Sun firmly believes that open source accessibility technologies hold great promise. Already Sun, IBM and Adobe (among others) are working to create international accessibility architecture standards based on the open source work Sun contributed to the developer community. This rich framework for supporting accessibility technologies, built into the open source desktop from the start, is a first for the industry. This architecture has already been built into not only an open source desktop, but also StarOffice and OpenOffice.org, the open source Mozilla web browser, the open source Evolution e-mail and enterprise calendaring application, the Java platform, and Adobe Reader 7 for Linux and Solaris.

Freedom of Choice · The OpenDocument Format provides freedom of choice for government IT purchasers, enabling them to choose among competing vendors’ applications without getting locked into any one vendor.
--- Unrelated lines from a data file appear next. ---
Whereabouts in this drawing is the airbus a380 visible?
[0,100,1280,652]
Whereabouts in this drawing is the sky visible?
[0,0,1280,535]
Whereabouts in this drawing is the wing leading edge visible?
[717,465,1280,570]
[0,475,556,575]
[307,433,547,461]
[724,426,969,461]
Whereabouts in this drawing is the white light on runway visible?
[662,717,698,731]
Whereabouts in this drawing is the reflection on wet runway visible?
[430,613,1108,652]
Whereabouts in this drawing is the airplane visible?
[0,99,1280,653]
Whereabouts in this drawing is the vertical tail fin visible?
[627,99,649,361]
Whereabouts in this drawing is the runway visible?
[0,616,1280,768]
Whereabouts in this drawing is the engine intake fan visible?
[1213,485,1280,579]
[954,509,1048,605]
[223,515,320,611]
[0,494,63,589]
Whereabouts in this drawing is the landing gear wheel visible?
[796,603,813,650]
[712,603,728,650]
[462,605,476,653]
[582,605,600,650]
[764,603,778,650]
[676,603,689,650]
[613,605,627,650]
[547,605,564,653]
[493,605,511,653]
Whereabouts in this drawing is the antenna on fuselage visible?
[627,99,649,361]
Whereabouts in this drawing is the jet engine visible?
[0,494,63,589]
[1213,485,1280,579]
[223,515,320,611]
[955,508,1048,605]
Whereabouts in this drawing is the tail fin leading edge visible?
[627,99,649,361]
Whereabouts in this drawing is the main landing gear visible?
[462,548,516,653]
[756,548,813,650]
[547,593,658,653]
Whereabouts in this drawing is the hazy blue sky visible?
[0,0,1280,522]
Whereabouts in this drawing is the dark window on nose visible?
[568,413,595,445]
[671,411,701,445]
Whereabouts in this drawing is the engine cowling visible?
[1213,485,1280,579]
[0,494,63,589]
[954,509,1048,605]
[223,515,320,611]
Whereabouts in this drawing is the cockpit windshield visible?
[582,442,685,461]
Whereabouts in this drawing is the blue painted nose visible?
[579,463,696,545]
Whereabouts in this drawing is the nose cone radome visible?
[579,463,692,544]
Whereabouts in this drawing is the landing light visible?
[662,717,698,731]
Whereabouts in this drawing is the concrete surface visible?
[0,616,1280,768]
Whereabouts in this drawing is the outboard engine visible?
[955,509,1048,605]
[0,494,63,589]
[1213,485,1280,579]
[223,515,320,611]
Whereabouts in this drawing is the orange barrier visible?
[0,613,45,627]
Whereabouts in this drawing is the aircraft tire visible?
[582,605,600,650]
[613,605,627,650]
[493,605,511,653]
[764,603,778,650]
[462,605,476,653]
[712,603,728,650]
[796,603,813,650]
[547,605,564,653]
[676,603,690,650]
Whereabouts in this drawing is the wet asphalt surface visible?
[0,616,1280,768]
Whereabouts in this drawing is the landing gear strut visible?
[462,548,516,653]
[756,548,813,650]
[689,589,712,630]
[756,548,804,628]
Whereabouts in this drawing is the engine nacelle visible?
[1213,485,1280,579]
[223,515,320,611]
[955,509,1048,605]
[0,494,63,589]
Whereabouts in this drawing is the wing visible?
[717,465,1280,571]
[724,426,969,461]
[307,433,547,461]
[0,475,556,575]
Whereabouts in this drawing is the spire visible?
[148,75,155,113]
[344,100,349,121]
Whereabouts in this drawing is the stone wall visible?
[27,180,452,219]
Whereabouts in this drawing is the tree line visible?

Some have contended that the ITD decision unfairly dictates software preferences. This is entirely wrong for a number of reasons, not the least of which is that the guidelines simply indicate that any acceptable application must support an open, unencumbered document format. Basing software acquisition on meeting the state’s requirements is a crucial element in a fair and unbiased acquisition policy.

The ITD guidelines do not limit any vendor’s ability to compete for state business since the required open formats are equally available to all. The guidelines are no more limiting than such widely used acquisition requirements as UNIX operating system branding, adherence to Common Criteria certifications for security, Linux Standards Base conformance, etc.

Through the Enterprise Technical Reference Model and associated documents, the ITD clearly supports the notion that its requirements for office documents are better met with open document formats. It is immaterial whether these requirements are met by open source applications (OpenOffice or KOffice), supported applications based on open source such as StarOffice, or proprietary applications. Vendor selection will be made based on the outcome of the usual competitive procurement process, which typically ranks costs and other characteristics for those products that meet the requirements.

Any vendor who declines to support the selected open, unencumbered data format is making a business decision based on its own company policies and competitive strategies. Upgrade, migration and conversion costs are present regardless of the specific office applications chosen by the state. The MS Office 12 XML format will entail just as much migration and conversion as the XML-based OpenDocument format. Excessive upgrade and migration costs for moving to a competitive platform are typical hallmarks of vendor lock-in. By asserting that the state will suffer a “prohibitive cost to change” from its products, a vendor is essentially admitting that the state is already locked into its products.

Increased Citizen Access and Enhanced Interoperability · An important goal for any government or agency is to better serve its constituents by ensuring the maintenance and preservation of public documents. Today, proprietary formats jeopardize the long-term accessibility of these important records. The greater choice of a range of solutions, particularly the availability of free and low-cost offerings, will increase public access to the government’s data.

Open formats for documents enable the exchange of richly formatted information between different applications, agencies and/or business partners in a platform-independent way, eliminating the need for all parties to use a single vendor’s offerings.


Sun Microsystems appreciates the opportunity to provide this statement in support of ODF adoption to the Senate Committee on Post Audit and Oversight.